= Lewis Tunnicliffe =

British-American Materials Scientist

Lewis Tunnicliffe is an Atlanta-based product design and development manager at Birla Carbon, who has been recognized internationally for his scientific research in the area of carbon black filler applications to elastomers.

== Early life ==
Tunnicliffe is originally from the West Midlands in Staffordshire, England and grew up in the small village of Haughton.

== Education ==
Tunnicliffe earned a BS in chemistry at the University of Durham in 2005. He then worked in industry for three years, returning to graduate school and completing a Ph.D. in 2015 at Queen Mary University of London under advisors James Busfield and Alan G. Thomas.

== Career ==

Tunnicliffe's first position following his undergraduate degree was with Sibelco Europe as a research scientist.

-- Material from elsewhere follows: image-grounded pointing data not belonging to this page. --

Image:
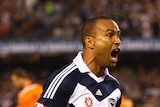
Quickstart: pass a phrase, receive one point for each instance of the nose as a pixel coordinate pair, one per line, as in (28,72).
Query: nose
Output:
(117,40)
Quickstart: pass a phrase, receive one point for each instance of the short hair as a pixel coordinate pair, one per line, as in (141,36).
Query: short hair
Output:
(88,28)
(20,73)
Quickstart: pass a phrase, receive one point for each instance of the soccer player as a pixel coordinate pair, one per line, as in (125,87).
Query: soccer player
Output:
(86,82)
(29,92)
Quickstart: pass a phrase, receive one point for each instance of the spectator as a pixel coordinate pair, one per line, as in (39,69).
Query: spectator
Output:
(29,92)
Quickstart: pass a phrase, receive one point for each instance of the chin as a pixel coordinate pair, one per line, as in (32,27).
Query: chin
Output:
(112,65)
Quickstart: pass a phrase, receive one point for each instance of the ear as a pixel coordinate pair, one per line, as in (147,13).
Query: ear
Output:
(89,42)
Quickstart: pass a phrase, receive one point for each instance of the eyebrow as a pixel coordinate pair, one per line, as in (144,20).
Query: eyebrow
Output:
(118,32)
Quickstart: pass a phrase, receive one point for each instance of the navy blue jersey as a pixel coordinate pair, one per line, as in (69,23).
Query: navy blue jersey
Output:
(76,86)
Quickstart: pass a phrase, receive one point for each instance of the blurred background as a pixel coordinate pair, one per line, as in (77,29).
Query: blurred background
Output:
(43,35)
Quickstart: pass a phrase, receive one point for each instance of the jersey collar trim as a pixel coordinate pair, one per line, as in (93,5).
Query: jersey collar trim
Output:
(78,60)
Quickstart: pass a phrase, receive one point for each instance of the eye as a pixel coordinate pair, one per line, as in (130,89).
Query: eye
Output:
(109,34)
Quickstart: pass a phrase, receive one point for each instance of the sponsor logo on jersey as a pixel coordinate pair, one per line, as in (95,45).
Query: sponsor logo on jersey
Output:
(88,102)
(37,104)
(99,93)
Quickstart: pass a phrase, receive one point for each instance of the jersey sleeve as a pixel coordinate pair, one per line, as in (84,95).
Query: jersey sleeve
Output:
(28,96)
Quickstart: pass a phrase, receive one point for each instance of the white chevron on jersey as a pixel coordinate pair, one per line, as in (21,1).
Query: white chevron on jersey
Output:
(57,81)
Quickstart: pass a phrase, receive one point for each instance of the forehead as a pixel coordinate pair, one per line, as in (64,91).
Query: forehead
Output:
(107,24)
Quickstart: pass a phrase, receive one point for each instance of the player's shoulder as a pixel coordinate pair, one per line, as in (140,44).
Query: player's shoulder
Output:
(67,72)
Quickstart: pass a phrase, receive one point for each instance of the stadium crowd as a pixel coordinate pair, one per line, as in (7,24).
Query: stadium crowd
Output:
(59,19)
(62,19)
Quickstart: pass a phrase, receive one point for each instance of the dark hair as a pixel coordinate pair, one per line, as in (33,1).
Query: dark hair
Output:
(88,28)
(20,73)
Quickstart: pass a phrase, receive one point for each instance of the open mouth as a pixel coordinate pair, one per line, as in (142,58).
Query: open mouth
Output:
(115,52)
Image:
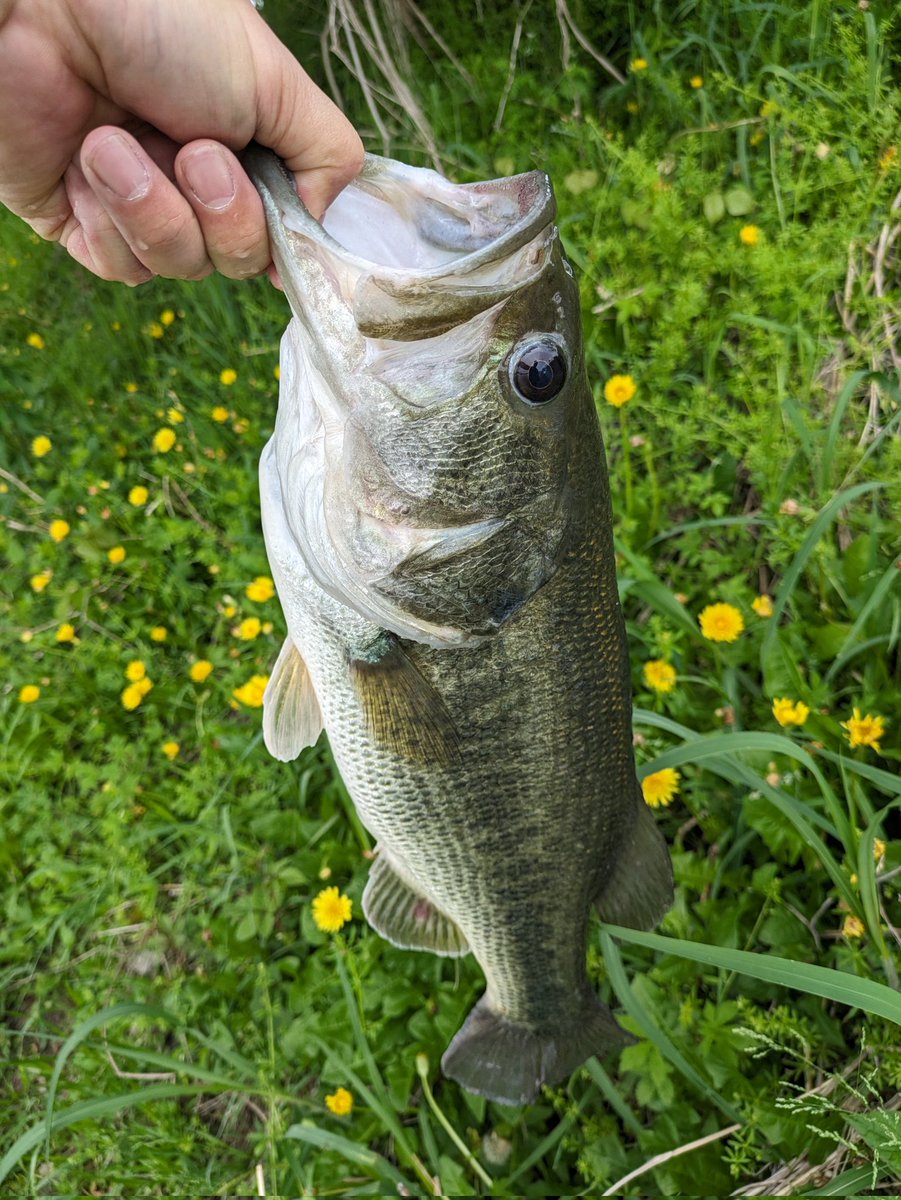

He joined Birla Carbon in February 2016 as a materials scientist. He currently heads a product design and development group at Birla. Tunnicliffe won a grant from USDA to investigate the application of cellulose nanoparticles in tires.

His most cited academic work produced a method for simultaneous dielectric/dynamic mechanical characterization of a filled elastomer. The technique produces information about the presence of dipoles on the polymer-filler interface, useful in understanding origins of the Mullins and Payne effects. He has also characterized the size distribution of crack precursors in carbon black filled rubber.

==Awards and recognition==
- 2011 - James S. Walker award from Institute of Materials, Minerals and Mining
- 2013 - Best Young Scientist award from Tire Technology International.
- 2023 - Sparks–Thomas award from the ACS Rubber Division.